Dress for success isn't just a saying anymore. Scanning your rock band t-shirt might bring up videos of a concert you attended. Embedded NFTs can prove you own a limited run clothing item. A special sweater can shield your identity from facial recognition cameras.
Clothing that can speak to our devices, known as e-textiles, is growing at an exponential rate, according to the latest data.
That doesn’t surprise Ashley Kubley, associate professor of fashion design at the University of Cincinnati’s College of Design, Architecture, Art and Planning (DAAP).
"A lot of this is happening in the classroom as we embed more educational content around digital pattern making, avatar creation, for our students in the fashion area in order to prepare them for an industry where people are going to be fitting their garments based off of a body-scanned avatar," says Kubley.
She points to the good and the bad. On the positive side is more inclusive sizing for people who might have a different body type or a different ability level. Kubley says facial recognition is collecting and remembering a lot of detailed information.

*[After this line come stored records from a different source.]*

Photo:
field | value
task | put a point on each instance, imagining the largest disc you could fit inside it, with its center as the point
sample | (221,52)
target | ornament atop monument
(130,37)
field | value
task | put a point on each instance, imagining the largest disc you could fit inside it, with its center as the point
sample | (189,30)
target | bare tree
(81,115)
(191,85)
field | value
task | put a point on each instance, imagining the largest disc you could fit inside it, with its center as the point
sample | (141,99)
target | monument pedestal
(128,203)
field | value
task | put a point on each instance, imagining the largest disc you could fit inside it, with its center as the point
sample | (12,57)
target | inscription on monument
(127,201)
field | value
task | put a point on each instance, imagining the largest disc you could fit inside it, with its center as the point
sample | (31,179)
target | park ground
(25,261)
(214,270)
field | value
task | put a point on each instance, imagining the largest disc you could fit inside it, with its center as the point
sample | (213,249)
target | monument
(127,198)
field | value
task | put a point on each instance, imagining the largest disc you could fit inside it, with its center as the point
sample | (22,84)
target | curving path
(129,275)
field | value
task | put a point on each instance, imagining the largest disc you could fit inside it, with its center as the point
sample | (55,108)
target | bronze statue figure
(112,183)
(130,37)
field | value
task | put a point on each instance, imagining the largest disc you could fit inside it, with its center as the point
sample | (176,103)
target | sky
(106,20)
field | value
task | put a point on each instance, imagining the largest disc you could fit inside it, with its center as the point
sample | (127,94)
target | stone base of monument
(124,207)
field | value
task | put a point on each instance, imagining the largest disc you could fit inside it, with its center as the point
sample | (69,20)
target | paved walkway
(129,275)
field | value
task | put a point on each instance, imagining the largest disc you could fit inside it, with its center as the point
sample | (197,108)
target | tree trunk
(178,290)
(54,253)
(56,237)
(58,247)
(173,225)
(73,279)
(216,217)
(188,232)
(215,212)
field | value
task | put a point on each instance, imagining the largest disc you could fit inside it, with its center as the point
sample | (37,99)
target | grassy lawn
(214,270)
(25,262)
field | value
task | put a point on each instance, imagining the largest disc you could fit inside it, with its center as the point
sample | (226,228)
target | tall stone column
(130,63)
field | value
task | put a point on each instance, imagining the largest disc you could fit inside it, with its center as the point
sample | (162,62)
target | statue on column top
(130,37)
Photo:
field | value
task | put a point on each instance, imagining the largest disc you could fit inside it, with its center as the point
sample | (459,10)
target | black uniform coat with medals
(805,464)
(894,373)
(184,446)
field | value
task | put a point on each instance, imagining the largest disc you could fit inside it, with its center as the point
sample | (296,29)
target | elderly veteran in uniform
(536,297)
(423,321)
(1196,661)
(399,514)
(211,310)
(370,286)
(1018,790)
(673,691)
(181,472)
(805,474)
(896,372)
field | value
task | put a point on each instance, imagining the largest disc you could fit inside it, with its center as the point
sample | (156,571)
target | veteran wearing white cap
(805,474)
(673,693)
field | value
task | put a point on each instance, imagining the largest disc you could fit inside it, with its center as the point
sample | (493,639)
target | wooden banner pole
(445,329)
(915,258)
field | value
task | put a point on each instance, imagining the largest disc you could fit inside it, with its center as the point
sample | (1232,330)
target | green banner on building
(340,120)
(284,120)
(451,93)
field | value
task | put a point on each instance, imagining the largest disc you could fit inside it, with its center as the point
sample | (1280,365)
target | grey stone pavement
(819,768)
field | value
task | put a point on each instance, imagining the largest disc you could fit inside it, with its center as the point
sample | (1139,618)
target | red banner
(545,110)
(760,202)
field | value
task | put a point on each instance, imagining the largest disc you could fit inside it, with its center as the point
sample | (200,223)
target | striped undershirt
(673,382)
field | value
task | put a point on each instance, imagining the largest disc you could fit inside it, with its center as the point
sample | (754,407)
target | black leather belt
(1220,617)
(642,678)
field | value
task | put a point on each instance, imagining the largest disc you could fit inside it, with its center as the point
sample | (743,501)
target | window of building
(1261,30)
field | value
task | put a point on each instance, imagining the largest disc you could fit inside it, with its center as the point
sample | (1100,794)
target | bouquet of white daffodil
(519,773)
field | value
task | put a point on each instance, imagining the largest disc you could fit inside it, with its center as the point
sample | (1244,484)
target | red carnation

"People are worried about their data security, but they don't really consider how maybe these technologies are taking different kinds of data that could be used against them later with the shape of their faces, the color of their skin, the color of their hair, the color of their eyes, the shape of their bodies," she says.
Facial recognition isn’t just in China
New York’s Attorney General says Madison Square Garden's use of facial recognition may violate human rights laws.
MSG admits to using the technology to identify people it doesn’t want to allow to attend events. That includes lawyers who work for firms suing MSG.
Plans to install a facial recognition entry system for a Brooklyn building prompted an Italian fashion designer to create clothing that confuses facial recognition software.
Cap_able is fooling facial recognition cameras into thinking you are a giraffe, a zebra or a dog. The clothing it makes doesn't go over your face. Instead, you wear colorful designs on your body in the form of sweater material.
University of Cincinnati DAAP Associate Professor Emily Flannery is a fashion futurist and explains using patterns can confuse technology.
"It doesn't know which type of face it's viewing," she explains. "It's looking at a blend of a few different images. So the images in the article, they look kind of like a brightly colored botanical scene but also reminiscent of digital camouflage."
Flannery doesn't know how long this technology can continue to fool facial recognition cameras. She advises trying to create your own design.
"DIY and home examples are of someone taking a garment they already own and then augmenting it with things, maybe a kit that they buy from a third party."
UC grad and fashion designer Amanda Howe sees the Cap_able sweaters as a very temporary solution but she likes the "powerful" and "well-designed statement" it's making.
Howe works for the augmented reality startup Sphene which specializes in appending augmented reality holograms into physical clothes.
Howe wants to find ways to help people develop a deeper relationship with their clothes.
"You could get a band t-shirt and you scan the shirt. It plays all the videos from the tour in New York or the one in Tokyo or wherever else in the world that they're performing," she says. "Or on a ski mountain and you scan your jacket, and you see a 3D model of the mountain and all the trails you have completed light up."
The e-textiles and smart clothing market is expected to reach $27 million by 2030.